SB-9 focuses exclusively on reforming single-family zoning, a type of zoning that accounts for 7.5 million parcels in California. The bill gives two new options to the owners of single-family lots. The first provision allows homeowners to build an additional home on their property, which would result in two homes per lot. The second allows homeowners to split their lot in two. Together these provisions allow homeowners to construct up to three additional units on their property. New units could be attached duplexes or detached granny flats. The law also standardizes the rules for constructing additional units and introduces some measures to ensure that lots are concentrated in urban areas and that homeowners control the process, not housing developers. 
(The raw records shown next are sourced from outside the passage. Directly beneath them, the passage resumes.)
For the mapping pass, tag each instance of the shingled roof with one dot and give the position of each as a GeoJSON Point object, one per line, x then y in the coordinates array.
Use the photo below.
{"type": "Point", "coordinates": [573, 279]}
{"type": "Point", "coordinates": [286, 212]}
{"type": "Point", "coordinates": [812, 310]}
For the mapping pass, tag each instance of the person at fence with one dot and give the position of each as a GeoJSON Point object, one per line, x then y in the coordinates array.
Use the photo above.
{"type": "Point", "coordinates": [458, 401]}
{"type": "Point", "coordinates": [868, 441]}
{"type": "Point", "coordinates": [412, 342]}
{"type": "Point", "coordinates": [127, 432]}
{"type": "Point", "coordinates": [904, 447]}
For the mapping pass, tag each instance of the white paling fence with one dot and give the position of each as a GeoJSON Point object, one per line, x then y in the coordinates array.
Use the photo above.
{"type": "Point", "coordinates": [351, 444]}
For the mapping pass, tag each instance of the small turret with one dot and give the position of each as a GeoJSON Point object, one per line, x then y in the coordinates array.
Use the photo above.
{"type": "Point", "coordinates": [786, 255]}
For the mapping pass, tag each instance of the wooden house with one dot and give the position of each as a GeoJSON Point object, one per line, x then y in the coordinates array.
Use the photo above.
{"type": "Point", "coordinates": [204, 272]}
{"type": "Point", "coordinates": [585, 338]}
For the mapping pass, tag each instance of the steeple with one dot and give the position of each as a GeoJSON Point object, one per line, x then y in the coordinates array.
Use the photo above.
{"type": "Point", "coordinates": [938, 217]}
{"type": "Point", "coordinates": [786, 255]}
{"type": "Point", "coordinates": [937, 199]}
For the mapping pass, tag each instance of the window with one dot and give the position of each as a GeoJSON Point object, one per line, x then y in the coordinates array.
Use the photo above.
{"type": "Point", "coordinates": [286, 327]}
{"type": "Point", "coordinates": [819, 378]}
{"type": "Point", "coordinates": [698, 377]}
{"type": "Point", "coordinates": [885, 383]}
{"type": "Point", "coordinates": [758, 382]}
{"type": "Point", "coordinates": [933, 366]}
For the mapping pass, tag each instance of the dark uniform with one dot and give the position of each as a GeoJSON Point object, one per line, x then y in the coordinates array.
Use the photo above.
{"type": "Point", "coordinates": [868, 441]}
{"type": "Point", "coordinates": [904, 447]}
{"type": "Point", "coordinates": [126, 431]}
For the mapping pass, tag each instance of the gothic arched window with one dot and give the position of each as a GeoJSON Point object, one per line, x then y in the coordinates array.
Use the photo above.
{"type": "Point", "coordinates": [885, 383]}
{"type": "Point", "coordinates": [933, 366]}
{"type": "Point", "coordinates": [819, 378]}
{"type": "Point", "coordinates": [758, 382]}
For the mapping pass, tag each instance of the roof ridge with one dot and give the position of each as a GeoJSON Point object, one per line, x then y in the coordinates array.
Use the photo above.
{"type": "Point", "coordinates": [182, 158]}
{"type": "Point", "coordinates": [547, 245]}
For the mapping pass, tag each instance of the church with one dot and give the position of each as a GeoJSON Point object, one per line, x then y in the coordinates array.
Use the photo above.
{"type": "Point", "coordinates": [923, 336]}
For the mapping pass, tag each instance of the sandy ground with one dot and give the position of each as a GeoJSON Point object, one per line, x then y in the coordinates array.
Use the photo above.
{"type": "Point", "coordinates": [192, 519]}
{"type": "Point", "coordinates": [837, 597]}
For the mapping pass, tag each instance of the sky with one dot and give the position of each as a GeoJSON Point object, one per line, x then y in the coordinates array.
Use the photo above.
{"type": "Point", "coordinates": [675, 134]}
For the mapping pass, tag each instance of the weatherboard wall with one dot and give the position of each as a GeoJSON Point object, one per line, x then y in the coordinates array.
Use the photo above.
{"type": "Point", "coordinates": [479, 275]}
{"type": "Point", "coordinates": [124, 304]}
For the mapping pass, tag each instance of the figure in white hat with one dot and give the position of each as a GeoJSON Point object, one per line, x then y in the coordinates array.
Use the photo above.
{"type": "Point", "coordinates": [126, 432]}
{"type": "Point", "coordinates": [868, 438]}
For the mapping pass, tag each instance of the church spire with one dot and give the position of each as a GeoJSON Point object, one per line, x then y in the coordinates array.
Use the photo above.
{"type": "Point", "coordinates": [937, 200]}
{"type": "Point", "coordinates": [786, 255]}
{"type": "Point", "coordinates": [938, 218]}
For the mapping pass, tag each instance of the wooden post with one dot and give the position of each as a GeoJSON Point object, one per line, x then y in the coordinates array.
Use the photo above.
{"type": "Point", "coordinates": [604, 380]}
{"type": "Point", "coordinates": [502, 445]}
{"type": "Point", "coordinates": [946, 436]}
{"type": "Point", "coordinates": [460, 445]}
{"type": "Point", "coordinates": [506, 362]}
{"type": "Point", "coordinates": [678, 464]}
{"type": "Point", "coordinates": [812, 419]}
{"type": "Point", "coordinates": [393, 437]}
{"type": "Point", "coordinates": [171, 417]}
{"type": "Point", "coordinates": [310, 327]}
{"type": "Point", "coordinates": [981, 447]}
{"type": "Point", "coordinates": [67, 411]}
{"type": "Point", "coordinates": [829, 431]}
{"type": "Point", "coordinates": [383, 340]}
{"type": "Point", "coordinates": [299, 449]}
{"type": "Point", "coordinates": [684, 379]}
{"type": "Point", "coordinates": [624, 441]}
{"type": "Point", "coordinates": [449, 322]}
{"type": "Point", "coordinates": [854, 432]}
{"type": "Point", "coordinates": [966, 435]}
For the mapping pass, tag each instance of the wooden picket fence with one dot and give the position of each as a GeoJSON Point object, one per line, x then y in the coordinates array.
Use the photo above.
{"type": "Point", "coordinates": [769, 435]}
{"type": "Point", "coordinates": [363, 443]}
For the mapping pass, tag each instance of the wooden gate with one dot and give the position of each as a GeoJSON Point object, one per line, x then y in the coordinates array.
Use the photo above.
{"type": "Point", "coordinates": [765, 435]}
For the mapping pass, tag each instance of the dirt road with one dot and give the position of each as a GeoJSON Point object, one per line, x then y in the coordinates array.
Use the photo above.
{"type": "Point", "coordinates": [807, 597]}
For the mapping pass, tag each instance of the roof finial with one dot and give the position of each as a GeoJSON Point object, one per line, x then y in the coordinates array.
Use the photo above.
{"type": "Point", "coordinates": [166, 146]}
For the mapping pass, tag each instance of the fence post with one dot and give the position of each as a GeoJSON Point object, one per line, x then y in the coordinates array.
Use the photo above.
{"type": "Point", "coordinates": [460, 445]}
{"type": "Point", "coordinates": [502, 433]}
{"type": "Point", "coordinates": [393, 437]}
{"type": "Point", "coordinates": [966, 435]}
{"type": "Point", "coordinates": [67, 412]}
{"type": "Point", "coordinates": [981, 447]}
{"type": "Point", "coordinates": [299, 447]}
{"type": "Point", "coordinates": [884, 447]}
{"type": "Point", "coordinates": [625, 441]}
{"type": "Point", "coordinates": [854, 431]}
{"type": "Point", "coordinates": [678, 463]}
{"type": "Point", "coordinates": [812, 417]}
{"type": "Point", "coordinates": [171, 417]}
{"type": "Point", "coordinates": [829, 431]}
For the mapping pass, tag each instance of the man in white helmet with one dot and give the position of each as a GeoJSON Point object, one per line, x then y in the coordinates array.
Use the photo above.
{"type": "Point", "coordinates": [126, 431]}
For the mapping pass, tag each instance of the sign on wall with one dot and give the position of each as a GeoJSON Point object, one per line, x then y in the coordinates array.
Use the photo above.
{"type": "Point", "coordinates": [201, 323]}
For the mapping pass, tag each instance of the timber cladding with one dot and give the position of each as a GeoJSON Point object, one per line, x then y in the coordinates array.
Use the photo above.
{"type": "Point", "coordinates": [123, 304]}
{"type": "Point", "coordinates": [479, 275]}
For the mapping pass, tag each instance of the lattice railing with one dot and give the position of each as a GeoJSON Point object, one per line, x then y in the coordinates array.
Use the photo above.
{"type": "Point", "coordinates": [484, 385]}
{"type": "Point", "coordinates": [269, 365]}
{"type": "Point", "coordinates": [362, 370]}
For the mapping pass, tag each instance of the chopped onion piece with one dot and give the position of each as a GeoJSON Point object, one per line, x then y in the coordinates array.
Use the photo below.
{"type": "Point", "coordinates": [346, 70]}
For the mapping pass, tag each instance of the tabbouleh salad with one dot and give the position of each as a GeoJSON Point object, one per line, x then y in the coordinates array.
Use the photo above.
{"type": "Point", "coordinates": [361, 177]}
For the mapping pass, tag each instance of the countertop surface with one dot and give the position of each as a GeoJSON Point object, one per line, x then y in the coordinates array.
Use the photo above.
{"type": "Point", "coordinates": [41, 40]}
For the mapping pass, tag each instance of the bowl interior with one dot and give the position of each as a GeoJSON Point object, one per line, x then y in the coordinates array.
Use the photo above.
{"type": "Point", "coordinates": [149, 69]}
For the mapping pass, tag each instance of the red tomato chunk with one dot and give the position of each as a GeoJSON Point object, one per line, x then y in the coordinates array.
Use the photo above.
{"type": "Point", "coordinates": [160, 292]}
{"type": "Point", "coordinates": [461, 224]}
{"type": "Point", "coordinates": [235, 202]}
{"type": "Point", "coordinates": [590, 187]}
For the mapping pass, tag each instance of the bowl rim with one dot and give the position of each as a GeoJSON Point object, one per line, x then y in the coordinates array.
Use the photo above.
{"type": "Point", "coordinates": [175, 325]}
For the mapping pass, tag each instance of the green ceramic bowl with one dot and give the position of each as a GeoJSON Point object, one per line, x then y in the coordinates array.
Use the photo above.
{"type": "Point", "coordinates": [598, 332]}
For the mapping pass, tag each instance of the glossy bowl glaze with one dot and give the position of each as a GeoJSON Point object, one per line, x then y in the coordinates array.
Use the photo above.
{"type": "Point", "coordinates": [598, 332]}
Before a lot can be split under SB-9, the bill requires that the homeowner commit to live on the property for at least three years. The law does not apply to historic districts and does not allow homeowners to demolish units providing certain kinds of low-income rental housing.
In a recent press release, Atkins’ office stated that SB-9, "widens access to housing for California’s working families and provides homeowners with more options to create intergenerational wealth."
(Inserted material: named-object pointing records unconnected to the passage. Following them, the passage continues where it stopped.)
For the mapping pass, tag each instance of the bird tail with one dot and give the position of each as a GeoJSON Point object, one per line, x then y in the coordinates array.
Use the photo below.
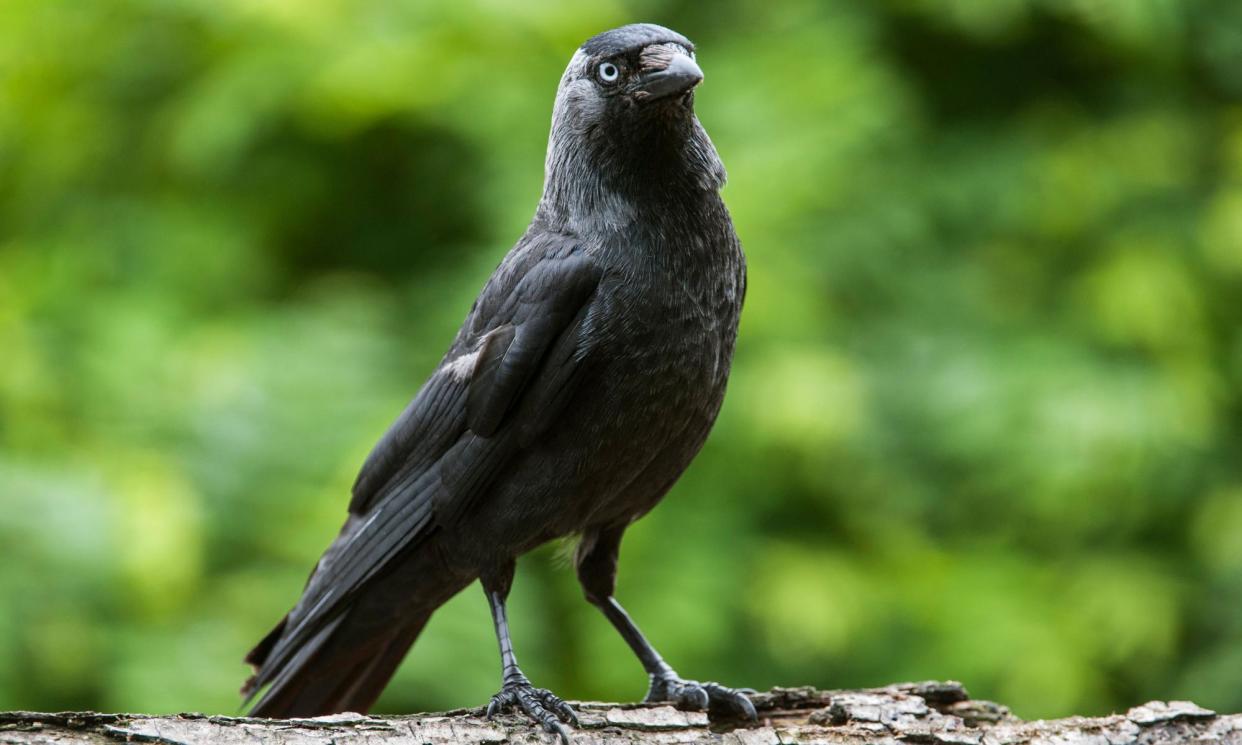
{"type": "Point", "coordinates": [332, 672]}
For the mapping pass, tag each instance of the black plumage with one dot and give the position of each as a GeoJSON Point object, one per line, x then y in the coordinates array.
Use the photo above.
{"type": "Point", "coordinates": [581, 384]}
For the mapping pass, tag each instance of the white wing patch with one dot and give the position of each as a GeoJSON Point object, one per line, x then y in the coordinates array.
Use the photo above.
{"type": "Point", "coordinates": [461, 368]}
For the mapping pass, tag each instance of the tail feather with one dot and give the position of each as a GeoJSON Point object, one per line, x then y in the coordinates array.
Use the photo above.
{"type": "Point", "coordinates": [330, 673]}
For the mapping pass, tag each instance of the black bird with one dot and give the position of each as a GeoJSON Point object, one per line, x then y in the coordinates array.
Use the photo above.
{"type": "Point", "coordinates": [581, 384]}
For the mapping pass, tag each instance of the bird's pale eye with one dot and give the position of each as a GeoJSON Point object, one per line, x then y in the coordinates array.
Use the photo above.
{"type": "Point", "coordinates": [609, 72]}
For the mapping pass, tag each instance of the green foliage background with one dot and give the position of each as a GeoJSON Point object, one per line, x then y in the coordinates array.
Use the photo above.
{"type": "Point", "coordinates": [985, 420]}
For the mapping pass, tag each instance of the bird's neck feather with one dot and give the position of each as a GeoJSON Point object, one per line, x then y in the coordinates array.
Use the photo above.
{"type": "Point", "coordinates": [591, 185]}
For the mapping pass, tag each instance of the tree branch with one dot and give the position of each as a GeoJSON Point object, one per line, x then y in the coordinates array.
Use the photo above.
{"type": "Point", "coordinates": [915, 713]}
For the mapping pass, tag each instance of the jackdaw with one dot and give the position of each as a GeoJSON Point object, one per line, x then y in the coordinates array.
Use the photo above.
{"type": "Point", "coordinates": [581, 384]}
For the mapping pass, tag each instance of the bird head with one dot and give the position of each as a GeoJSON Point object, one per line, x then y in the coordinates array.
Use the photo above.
{"type": "Point", "coordinates": [624, 122]}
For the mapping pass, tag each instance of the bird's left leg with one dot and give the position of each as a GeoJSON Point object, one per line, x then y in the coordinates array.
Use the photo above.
{"type": "Point", "coordinates": [596, 563]}
{"type": "Point", "coordinates": [516, 689]}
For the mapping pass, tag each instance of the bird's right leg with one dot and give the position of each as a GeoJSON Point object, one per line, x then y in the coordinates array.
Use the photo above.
{"type": "Point", "coordinates": [516, 689]}
{"type": "Point", "coordinates": [596, 561]}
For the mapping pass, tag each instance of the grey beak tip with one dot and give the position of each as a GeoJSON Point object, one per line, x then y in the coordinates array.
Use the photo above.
{"type": "Point", "coordinates": [681, 75]}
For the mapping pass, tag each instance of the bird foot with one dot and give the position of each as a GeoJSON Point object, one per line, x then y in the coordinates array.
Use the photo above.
{"type": "Point", "coordinates": [697, 697]}
{"type": "Point", "coordinates": [539, 704]}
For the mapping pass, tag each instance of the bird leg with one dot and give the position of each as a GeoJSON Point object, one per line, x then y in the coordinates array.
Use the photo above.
{"type": "Point", "coordinates": [516, 689]}
{"type": "Point", "coordinates": [596, 570]}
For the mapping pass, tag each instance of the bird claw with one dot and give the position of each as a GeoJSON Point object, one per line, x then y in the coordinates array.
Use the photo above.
{"type": "Point", "coordinates": [697, 697]}
{"type": "Point", "coordinates": [539, 704]}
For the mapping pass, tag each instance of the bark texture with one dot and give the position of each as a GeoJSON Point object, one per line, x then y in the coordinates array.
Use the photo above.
{"type": "Point", "coordinates": [912, 713]}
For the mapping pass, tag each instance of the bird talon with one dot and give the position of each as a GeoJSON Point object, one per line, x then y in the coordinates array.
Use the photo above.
{"type": "Point", "coordinates": [538, 704]}
{"type": "Point", "coordinates": [697, 697]}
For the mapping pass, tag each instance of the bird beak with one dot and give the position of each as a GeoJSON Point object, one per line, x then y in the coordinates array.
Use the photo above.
{"type": "Point", "coordinates": [679, 76]}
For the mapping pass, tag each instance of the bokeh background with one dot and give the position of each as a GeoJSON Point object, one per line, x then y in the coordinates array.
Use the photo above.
{"type": "Point", "coordinates": [985, 420]}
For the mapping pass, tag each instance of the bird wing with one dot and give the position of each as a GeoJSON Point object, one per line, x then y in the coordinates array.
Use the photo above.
{"type": "Point", "coordinates": [511, 369]}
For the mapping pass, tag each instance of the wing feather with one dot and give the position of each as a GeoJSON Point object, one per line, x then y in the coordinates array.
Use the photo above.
{"type": "Point", "coordinates": [499, 386]}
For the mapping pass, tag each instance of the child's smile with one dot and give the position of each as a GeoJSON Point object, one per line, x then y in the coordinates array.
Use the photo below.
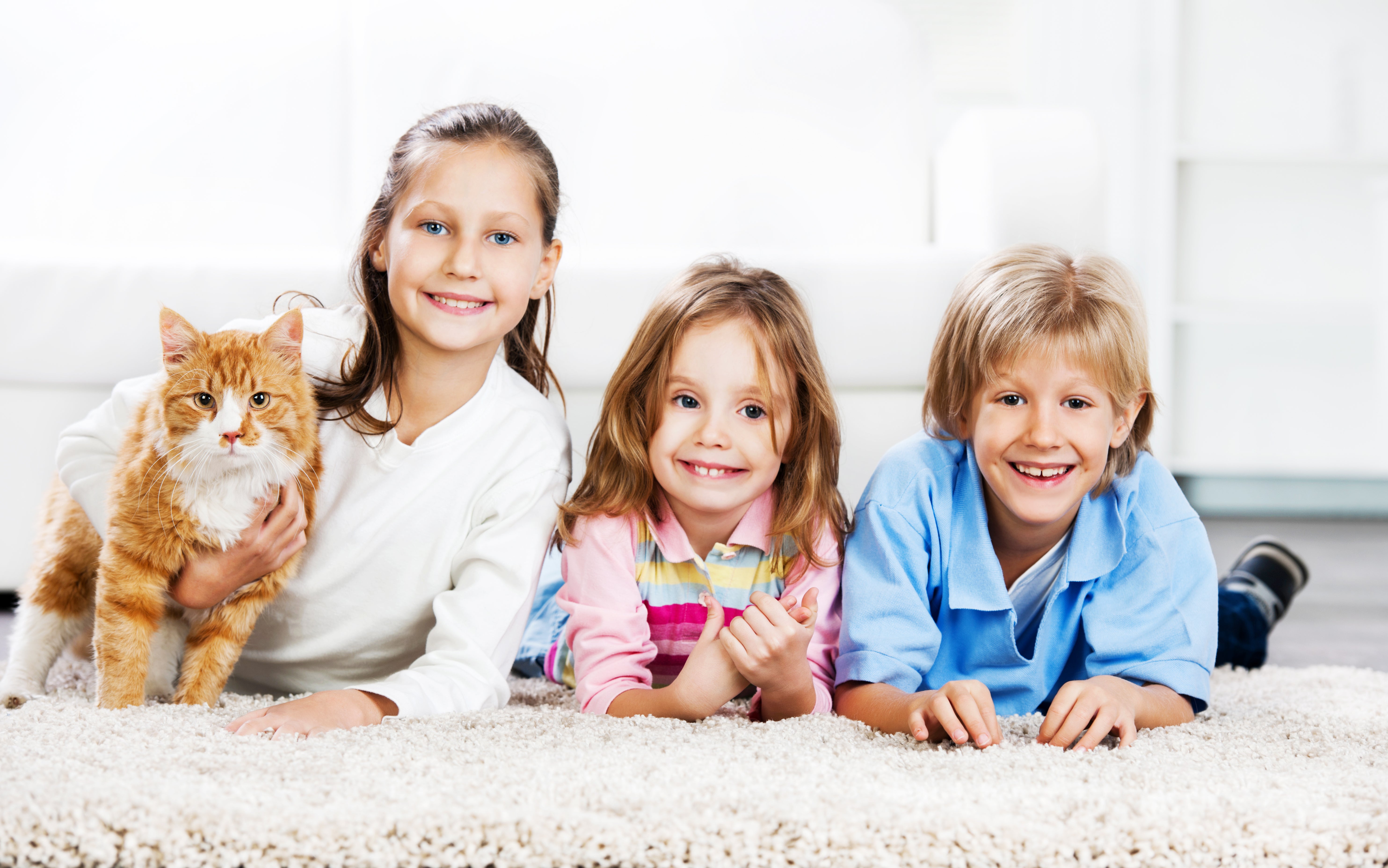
{"type": "Point", "coordinates": [1043, 476]}
{"type": "Point", "coordinates": [459, 306]}
{"type": "Point", "coordinates": [713, 453]}
{"type": "Point", "coordinates": [711, 471]}
{"type": "Point", "coordinates": [465, 253]}
{"type": "Point", "coordinates": [1042, 434]}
The bill has so far received both strong praise from its supporters and strong condemnation from its opponents. Supporters say that SB-9 generates additional housing for California’s undersupplied housing market by effectively allowing millions of Californians the option to build more housing in single-family neighborhoods without requiring localities to re-zone the land—a task that can take years to complete. The bill’s opponents argue that the law circumvents local control of zoning and could lead to overburdened residential infrastructure, a change in neighborhood culture, and a lack of parking.
According to the Terner Center for Housing Innovation at U.C. Berkley, the real effects of SB-9 are most likely somewhere in the middle. In an analysis published in July, the Terner Center estimates that while California does indeed contain 7.5 million single-family lots, only about 6.1 million are eligible for improvements under SB-9. The report further estimates that only around 410,000 parcels are market-feasible, meaning that the new units and lot splits enabled by the bill are likely to recoup their costs when rented or sold at the going market rate. In San Diego County, the report estimates that out of over 554,000 single-family lots, only about 54,500 are both eligible for improvement under SB-9 and likely to be market feasible—about 9.8%.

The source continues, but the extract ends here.